Aldo Schiavone ha scritto ieri che la polverizzazione del voto è frutto di un narcisismo patologico: per dimostrare la nobiltà e la purezza della propria scelta si getta nel secchio dei rifiuti la sovranità popolare. Non si tratta d'invocare il voto utile ma più semplicemente di predisporre un'alternativa efficace per sostituire il dominio dei propri avversari politici.
La destra sa qual è il suo avversario e fa massa contro di lui. La sinistra coltiva il culto della testimonianza, ma quando si trasferisce quel culto nell'azione politica il risultato è appunto la rinuncia ad una sovranità efficace per far posto al narcisismo dell'anima bella, pura e dura.

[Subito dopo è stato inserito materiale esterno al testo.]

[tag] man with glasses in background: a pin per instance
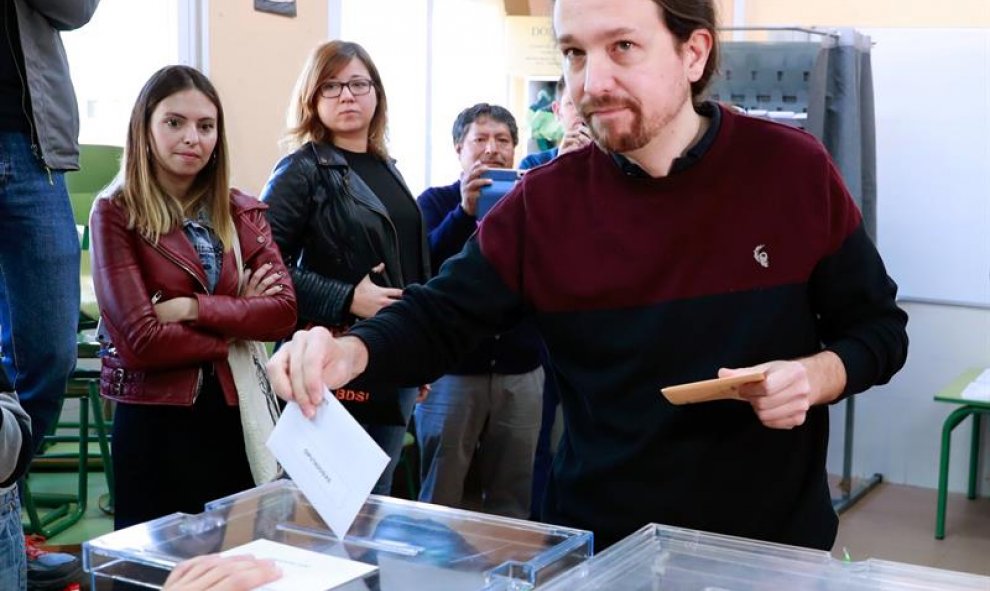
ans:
(487, 408)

Pensare che questo scambio sia un'azione politica è un errore gravido purtroppo di conseguenze.
Fu compiuto lo stesso errore dai popolari di Sturzo nel 1921: rifiutarono sia l'alleanza con i socialisti sia quella con i liberaldemocratici pur di restare puri nel loro integrismo cattolico. Rifiuto analogo fecero i socialisti. Le conseguenze sono note, ma non mi sembra che si siano trasformate in una solida esperienza. Vedo, a destra e a sinistra, una sorta di sonno della ragione dal quale bisognerebbe sapersi risvegliare."